As in the above case it is better to copy from some existing front ends. But let's have a general idea of what each function is. If you find this section boring you can skip this section but don't skip the inclusion of these routines in your program.
type_for_size(unsigned precision, int unsignedp)It returns a tree of integer type with number of bits given by the argument precision. If unsignedp is nonzero, then it is unsigned type, else it is signed type.
init_parse(char *filename)It initialize parsing.
finish_parse()It does the parsing cleanup.
lang_init_options()Language specific initialization option processing.
lang_print_xnode(FILE *file,tree t,int i)Required by gcc. Don't know what exactly it does.
type_for_mode(enum machine_mode mode,int unsignedp)It returns a tree type of the desired mode given by us. mode represents machine data type like whole number. unsignedp, as usual is used for obtaining an unsigned type or else a signed type is returned.
unsigned_type(tree type_node)Returns the unsigned version of type_node.
signed_type(tree type_node)Returns the signed version of type_node.
signed_or_unsigned_type(int unsignedp, tree type)Returns signed or unsigned tree node depending upon unsignedp.
global_bindings_p()Returns nonzero if we are currently in the global binding level.
getdecls()Returns the list of declarations in the current level, but in reverse order.
kept_level_p()It is nonzero when a 'BLOCK' must be created for the current level of symbol table.
pushlevel(int ignore)Enter a new binding level. A symbol name used before in another binding level is covered when entered into a new level.
poplevel(int keep, int reverse, int functionbody)Removes a new level created by pushlevel. The symbol table status is regained (which was present before the pushlevel).
insert_block(tree block)Insert block at the end of the list of subblocks of the current binding level.
set_block(tree block)Sets the block for the current scope.
pushdecl(tree decl)Inserts the declaration, decl into the symbol table and returns the tree back.
init_decl_processing()Initializes the symbol table. It sets global variables and inserts other variables into the symbol table.
lang_decode_option(int a, char **p)It decodes all language specific options that cannot be decoded by the GCC. Returns 1 if successful, otherwise 0.
lang_init()Performs all the initialization steps required by the front end. It includes setting certain global variables.
lang_finish()Performs all front end specific clean up.
lang_identify()Returns a short string identifying the language to the debugger.
maybe_build_cleanup(tree decl)Creates a tree node, which represents an automatic cleanup action.
incomplete_type_error(tree value, tree type)Prints an error message for invalid use of incomplete type.
truthvalue_conversion(tree expr)It returns the same expr, but in a type which represents truthvalues.
mark_addressable(tree expr)Marks expr as a construct which need an address in storage.
print_lang_statics()Prints any language-specific compilation statics.
copy_lang_decl(tree node)It copies the declarations if DECL_LANG_SPECIFIC is nonzero.
print_lang_decl(FILE *file, tree node, int indent)Outputs the declaration for node with indentation depth indent to the file, file.
print_lang_type(FILE *file, tree node, int indent)Outputs the type for node with indentation depth indent to the file, file.
print_lang_identifier(FILE *file, tree node, int indent)Outputs the identifier for node with indentation depth indent to the file, file.

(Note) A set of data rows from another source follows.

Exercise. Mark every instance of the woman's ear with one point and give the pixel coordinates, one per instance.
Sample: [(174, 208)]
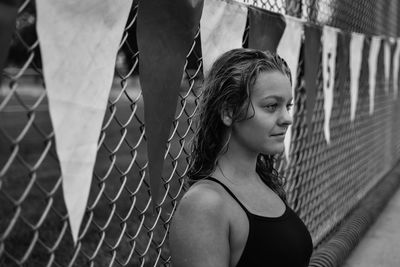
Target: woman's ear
[(226, 117)]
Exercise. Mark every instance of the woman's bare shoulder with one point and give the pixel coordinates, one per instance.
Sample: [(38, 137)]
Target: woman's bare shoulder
[(199, 233), (203, 197)]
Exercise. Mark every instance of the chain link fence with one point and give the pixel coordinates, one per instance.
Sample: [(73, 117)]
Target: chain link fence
[(324, 182)]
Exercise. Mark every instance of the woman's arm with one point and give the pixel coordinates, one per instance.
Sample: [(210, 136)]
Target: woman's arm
[(199, 234)]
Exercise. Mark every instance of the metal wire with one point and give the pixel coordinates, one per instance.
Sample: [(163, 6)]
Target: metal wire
[(324, 182)]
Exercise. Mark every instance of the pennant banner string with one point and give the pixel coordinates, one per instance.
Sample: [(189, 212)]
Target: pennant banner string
[(79, 41), (221, 27), (328, 74), (396, 58), (372, 65), (387, 64), (356, 48), (165, 33), (289, 49)]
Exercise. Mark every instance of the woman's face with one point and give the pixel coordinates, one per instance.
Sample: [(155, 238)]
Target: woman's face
[(264, 131)]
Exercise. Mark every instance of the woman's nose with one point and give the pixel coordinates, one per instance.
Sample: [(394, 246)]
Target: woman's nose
[(286, 117)]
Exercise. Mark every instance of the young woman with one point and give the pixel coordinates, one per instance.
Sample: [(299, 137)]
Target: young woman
[(235, 212)]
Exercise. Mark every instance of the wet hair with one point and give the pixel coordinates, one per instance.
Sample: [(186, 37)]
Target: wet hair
[(228, 87)]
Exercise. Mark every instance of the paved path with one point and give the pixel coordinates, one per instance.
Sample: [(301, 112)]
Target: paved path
[(380, 247)]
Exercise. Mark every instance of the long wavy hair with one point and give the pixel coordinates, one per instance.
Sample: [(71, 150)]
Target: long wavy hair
[(228, 87)]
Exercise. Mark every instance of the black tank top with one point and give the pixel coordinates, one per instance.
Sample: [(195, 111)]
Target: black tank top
[(282, 241)]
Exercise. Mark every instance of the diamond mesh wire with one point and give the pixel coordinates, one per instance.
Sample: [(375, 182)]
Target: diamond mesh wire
[(119, 229)]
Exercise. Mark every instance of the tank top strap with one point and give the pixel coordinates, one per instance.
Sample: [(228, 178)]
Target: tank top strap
[(229, 192)]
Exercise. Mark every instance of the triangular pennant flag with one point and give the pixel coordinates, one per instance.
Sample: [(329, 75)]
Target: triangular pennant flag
[(221, 28), (387, 51), (328, 73), (356, 48), (165, 33), (396, 58), (79, 41), (312, 43), (289, 49), (266, 29), (372, 65), (8, 16), (343, 67)]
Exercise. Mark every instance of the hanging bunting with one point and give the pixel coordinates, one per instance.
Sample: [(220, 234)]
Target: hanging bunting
[(266, 29), (8, 16), (289, 49), (356, 48), (343, 67), (312, 43), (328, 73), (387, 64), (372, 65), (165, 33), (222, 26), (79, 41), (396, 59)]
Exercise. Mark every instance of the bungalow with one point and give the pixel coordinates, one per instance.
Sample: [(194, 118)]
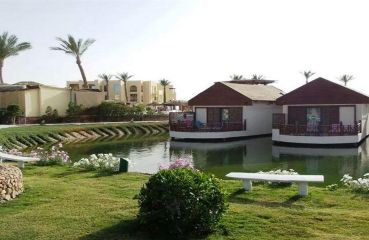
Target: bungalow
[(321, 113), (226, 110), (34, 98)]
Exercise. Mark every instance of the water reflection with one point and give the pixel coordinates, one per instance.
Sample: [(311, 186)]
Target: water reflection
[(249, 155)]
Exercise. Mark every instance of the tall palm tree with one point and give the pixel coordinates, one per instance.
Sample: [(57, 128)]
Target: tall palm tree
[(257, 77), (307, 75), (164, 83), (124, 77), (236, 77), (106, 78), (345, 78), (76, 49), (9, 46)]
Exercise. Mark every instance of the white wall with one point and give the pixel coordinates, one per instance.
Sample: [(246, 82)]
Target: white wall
[(259, 117), (362, 113), (347, 115)]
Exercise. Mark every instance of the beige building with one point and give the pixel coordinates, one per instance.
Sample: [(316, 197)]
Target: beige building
[(139, 92), (34, 99)]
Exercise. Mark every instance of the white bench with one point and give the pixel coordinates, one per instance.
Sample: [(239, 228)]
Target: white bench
[(19, 159), (301, 180)]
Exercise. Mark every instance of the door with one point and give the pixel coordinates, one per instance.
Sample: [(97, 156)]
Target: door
[(201, 115), (347, 115)]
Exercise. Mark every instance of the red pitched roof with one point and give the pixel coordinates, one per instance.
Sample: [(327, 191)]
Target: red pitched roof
[(322, 91), (219, 95)]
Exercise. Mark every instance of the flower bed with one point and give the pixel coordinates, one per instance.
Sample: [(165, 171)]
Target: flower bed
[(359, 185), (11, 182), (100, 162)]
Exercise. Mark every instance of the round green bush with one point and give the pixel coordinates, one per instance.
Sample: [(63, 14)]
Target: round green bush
[(181, 201)]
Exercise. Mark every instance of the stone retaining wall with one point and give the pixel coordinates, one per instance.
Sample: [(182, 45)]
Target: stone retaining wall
[(11, 182)]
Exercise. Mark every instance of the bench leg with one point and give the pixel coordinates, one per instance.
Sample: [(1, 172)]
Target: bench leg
[(247, 184), (20, 164), (303, 189)]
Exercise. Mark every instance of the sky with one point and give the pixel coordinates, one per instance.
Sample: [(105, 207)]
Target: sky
[(192, 43)]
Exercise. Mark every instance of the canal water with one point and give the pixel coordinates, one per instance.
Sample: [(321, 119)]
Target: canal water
[(251, 155)]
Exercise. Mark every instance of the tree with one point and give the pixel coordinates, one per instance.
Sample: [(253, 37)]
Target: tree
[(307, 75), (124, 77), (9, 46), (257, 77), (106, 78), (76, 49), (164, 83), (345, 78), (236, 77), (13, 111)]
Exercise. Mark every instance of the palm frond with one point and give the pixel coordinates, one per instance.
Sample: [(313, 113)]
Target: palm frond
[(73, 47), (9, 45), (236, 77), (164, 82), (123, 76)]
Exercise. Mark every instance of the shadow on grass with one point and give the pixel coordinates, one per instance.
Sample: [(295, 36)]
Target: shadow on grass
[(235, 198), (127, 229), (70, 171)]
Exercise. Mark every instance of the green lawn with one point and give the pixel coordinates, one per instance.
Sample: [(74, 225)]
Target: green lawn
[(30, 135), (63, 203)]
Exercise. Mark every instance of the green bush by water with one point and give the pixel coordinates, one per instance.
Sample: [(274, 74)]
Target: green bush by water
[(181, 202)]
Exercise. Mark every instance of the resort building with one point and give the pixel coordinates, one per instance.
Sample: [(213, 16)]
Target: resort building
[(322, 112), (34, 98), (231, 109), (139, 92)]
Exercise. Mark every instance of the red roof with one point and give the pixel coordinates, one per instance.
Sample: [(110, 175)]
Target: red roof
[(219, 95), (322, 91)]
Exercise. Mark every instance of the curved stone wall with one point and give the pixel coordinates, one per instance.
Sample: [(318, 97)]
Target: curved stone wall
[(11, 182)]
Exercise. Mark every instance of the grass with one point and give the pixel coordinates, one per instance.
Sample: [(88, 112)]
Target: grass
[(63, 203), (29, 135)]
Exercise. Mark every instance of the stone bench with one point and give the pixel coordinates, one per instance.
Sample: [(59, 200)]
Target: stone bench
[(19, 159), (301, 180)]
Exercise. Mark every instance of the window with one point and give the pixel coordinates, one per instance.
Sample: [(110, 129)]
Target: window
[(133, 89), (116, 88), (225, 114), (133, 97)]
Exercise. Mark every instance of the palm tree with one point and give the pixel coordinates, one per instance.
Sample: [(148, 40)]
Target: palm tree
[(164, 83), (106, 78), (257, 77), (307, 75), (236, 77), (76, 49), (9, 47), (345, 78), (124, 77)]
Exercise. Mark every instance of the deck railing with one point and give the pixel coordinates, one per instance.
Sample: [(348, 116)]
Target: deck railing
[(320, 130), (182, 126)]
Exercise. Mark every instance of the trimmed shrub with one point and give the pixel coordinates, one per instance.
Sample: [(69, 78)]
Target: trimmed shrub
[(181, 201)]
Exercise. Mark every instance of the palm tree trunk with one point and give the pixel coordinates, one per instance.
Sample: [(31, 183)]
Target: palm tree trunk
[(126, 92), (85, 85), (1, 71), (165, 94), (107, 90)]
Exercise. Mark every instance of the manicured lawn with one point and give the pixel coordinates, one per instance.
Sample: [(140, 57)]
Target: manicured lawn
[(63, 203), (31, 135)]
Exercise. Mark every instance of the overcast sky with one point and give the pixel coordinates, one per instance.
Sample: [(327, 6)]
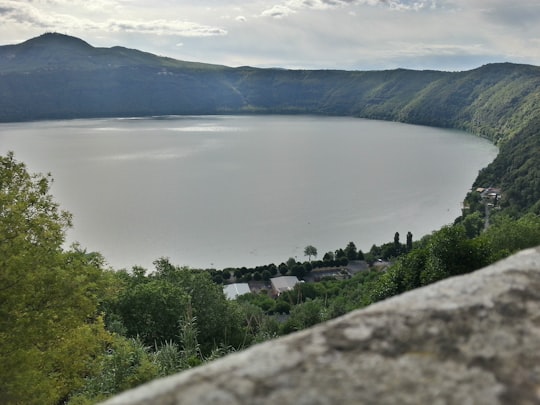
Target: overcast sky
[(310, 34)]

int_lex()Performs whatever initialization steps are required by the language dependent lexical analyzer.
set_yydebug()Sets some debug flags for the parser.
yyerror(char *s)Routine to print parse error message.

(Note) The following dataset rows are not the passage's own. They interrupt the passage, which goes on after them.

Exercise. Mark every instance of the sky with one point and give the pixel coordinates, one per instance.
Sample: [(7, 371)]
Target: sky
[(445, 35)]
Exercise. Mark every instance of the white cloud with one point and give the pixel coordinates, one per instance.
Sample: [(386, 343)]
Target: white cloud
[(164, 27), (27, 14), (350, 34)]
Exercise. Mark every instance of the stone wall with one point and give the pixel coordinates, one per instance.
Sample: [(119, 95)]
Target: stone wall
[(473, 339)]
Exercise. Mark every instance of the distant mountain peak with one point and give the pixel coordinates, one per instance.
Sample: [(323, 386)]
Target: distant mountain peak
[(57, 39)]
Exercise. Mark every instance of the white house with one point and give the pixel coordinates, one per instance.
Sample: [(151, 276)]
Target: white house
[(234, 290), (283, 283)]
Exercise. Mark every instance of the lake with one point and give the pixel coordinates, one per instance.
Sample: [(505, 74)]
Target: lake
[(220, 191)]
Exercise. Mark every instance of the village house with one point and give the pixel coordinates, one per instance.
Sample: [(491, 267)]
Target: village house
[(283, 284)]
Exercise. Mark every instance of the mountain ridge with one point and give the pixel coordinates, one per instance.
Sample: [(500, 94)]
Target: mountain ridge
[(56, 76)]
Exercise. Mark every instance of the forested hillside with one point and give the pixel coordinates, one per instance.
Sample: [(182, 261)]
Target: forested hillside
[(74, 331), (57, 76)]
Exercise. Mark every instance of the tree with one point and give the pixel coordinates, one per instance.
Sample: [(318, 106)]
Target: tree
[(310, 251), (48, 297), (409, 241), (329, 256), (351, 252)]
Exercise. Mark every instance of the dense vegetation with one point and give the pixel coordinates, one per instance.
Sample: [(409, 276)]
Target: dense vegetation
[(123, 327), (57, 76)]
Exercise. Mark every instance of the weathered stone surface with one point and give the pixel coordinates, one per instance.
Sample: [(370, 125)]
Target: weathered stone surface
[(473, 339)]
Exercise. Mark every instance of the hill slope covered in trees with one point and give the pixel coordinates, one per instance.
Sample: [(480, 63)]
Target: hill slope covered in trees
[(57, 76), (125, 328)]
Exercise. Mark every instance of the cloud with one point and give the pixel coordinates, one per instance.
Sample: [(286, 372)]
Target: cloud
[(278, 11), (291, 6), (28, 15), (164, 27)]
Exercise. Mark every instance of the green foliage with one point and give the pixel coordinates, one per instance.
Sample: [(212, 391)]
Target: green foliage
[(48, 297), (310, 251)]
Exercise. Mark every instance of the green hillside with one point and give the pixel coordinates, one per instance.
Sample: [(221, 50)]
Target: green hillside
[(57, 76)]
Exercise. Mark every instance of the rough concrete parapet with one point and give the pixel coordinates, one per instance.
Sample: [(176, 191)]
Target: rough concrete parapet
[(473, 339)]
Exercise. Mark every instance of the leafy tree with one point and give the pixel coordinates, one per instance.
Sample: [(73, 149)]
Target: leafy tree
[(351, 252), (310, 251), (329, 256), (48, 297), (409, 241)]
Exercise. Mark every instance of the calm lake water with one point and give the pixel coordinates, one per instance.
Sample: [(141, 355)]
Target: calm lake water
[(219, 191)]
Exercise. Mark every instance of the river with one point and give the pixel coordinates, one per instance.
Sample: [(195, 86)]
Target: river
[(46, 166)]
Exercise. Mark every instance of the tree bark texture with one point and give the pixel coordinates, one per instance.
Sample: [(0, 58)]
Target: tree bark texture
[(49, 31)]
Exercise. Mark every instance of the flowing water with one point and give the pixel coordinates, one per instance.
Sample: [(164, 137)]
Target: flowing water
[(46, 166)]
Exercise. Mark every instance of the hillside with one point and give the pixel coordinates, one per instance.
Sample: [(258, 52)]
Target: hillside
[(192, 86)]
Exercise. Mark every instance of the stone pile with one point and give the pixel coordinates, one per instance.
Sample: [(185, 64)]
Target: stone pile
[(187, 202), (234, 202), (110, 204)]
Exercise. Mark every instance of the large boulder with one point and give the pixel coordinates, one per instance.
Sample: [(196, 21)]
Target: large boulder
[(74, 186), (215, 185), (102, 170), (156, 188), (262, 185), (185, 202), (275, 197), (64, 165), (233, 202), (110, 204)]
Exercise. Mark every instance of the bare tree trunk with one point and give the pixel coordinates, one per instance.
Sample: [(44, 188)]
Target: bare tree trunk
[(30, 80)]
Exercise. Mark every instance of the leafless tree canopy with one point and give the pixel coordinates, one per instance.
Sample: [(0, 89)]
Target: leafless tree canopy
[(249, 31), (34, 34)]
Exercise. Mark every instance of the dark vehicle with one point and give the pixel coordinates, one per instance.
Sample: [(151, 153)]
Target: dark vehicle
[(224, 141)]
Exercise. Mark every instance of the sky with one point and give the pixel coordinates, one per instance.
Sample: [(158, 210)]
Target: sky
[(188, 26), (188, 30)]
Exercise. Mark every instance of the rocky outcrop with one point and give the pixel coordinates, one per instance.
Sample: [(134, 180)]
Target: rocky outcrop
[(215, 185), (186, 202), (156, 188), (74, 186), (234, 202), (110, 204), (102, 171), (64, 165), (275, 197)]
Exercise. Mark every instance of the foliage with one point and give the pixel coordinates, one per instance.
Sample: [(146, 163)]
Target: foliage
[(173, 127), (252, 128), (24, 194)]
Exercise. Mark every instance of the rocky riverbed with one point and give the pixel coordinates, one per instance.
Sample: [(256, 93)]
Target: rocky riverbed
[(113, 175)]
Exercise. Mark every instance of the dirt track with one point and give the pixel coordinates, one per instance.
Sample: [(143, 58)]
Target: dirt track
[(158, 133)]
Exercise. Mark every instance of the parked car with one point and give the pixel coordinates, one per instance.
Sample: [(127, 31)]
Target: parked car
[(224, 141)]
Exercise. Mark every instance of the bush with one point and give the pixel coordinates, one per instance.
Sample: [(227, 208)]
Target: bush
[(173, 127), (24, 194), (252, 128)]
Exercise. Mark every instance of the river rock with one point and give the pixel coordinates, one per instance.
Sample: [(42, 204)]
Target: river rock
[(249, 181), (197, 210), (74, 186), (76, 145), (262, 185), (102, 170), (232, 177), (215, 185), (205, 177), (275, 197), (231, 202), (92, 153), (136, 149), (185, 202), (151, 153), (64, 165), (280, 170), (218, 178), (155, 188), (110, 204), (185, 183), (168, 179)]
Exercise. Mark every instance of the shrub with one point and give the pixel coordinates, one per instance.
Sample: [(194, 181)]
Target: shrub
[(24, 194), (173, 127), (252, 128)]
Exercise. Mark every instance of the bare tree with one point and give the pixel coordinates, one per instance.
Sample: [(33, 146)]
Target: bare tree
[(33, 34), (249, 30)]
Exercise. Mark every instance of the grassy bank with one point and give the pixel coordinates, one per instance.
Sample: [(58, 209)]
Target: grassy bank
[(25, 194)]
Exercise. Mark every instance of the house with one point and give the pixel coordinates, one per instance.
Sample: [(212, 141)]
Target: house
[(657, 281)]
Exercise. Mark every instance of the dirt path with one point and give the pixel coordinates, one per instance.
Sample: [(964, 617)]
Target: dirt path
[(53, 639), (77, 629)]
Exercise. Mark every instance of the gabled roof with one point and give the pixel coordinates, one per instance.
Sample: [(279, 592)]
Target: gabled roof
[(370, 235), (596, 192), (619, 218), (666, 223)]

language_stringA character string to hold the name of our language. say, demo.
flag_traditionalA variable needed by the file dwarfout.c
error_mark_nodeA tree node used to define errors. It represents a partial tree. It is of great help when some errors occur in the syntax analysis phase.
integer_type_node, char_type_node, void_type_nodeClear from the names.
integer_zero_node, integer_one_nodeConstants of type integer_type_node with values 0 and 1 respectively.